Off at Ryoanji. This Zen temple offers a renowned stone garden in a very tranquil setting. To get to the stone garden we first had to leave our shoes at the entrance of the temple. Without stepping on the wood with your shoes please! Well to much for some of the tourists to handle.
No matter where you are seated to meditate you will never be able to see all stones placed in the garden. Which is a message in itself. The tapestry drawings inside the temple are quite intricate as well. The lake with some of the leaves already turned red provided for a nice way out.
The way into the town proper which of course was by bus again and took what felt like ages was cramped. Good for those who managed to snag seats. The all you can eat pizza was an interesting experience. Not so much because they provided new tastes (pizza was very crispy with loads of cheese but the usual toppings, some of them sweet). But they did provide some other fare like spaghetti and meatballs or baked potatoe slices as well.
After a short pointer to the old town the next destination was Fushimi Inari. And not only did you have to walk the gauntlet with street vendors all around but it was packed with tourists as well. At least here you had some sprinkles of colorful (rented) kimonos to provide some enjoyment for the eyes. The lower shrine area was able to cope with the masses quite well but the Torii where walking in line with people in front and behind you all the time. So if you want to get an empty picture it will take some timing. The fox acting as a messenger between the rice good and humans is not only worshipped at this shrine but at other shrines on this mountain.
Those might be smaller but not less impressive. The emperors rice field was closed unfortunately.
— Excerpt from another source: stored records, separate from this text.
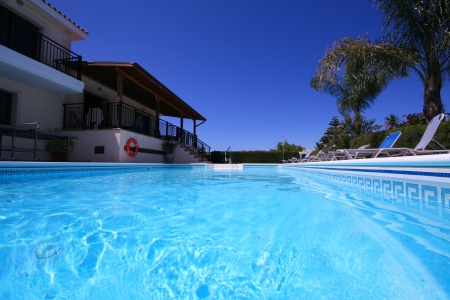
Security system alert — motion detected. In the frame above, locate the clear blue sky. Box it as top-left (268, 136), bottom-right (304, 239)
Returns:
top-left (48, 0), bottom-right (450, 150)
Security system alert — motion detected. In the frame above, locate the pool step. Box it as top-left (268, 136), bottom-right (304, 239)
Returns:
top-left (178, 143), bottom-right (211, 164)
top-left (210, 164), bottom-right (244, 170)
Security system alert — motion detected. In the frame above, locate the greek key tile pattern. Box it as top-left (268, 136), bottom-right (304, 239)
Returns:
top-left (0, 167), bottom-right (149, 182)
top-left (306, 170), bottom-right (450, 220)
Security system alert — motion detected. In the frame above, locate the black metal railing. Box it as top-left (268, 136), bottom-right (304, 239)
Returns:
top-left (63, 102), bottom-right (211, 160)
top-left (0, 10), bottom-right (82, 80)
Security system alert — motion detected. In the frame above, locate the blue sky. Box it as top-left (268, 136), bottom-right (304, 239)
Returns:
top-left (48, 0), bottom-right (450, 150)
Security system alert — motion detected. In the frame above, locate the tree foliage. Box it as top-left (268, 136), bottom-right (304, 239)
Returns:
top-left (270, 140), bottom-right (304, 151)
top-left (316, 115), bottom-right (378, 150)
top-left (311, 0), bottom-right (450, 120)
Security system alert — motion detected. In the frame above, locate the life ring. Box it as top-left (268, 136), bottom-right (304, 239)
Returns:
top-left (125, 138), bottom-right (139, 157)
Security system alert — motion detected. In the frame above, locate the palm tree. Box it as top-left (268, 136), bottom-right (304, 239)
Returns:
top-left (384, 114), bottom-right (400, 130)
top-left (313, 0), bottom-right (450, 121)
top-left (310, 37), bottom-right (407, 119)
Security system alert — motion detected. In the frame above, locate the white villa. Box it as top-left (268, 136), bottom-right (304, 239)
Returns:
top-left (0, 0), bottom-right (210, 163)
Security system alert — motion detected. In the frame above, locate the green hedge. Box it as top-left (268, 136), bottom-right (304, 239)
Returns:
top-left (350, 122), bottom-right (450, 149)
top-left (211, 151), bottom-right (299, 164)
top-left (211, 122), bottom-right (450, 164)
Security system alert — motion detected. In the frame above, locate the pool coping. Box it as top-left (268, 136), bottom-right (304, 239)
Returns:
top-left (0, 154), bottom-right (450, 180)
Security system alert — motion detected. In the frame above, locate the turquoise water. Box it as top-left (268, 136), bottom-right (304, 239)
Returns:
top-left (0, 168), bottom-right (450, 299)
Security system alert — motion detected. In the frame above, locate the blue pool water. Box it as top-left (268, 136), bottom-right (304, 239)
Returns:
top-left (0, 167), bottom-right (450, 299)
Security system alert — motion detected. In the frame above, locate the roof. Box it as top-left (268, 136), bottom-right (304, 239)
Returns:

Our last stop was the train station of Kyoto which is multiple floors high and presents a very nice view of Kyoto from the top. The way up is via escalators and free. From the platform it is even possible to see all the way to Osaka on a nice day. Just remember to bring jacket. It’s quite windy up there.
At night there is to much city lights to see that far I did not have that pleasure. Instead lots of light to compose your own pictures. Even on top of a christmas tree if you’re so inclined.
Dinner was Giosa again. This time with sweet sour pork for me.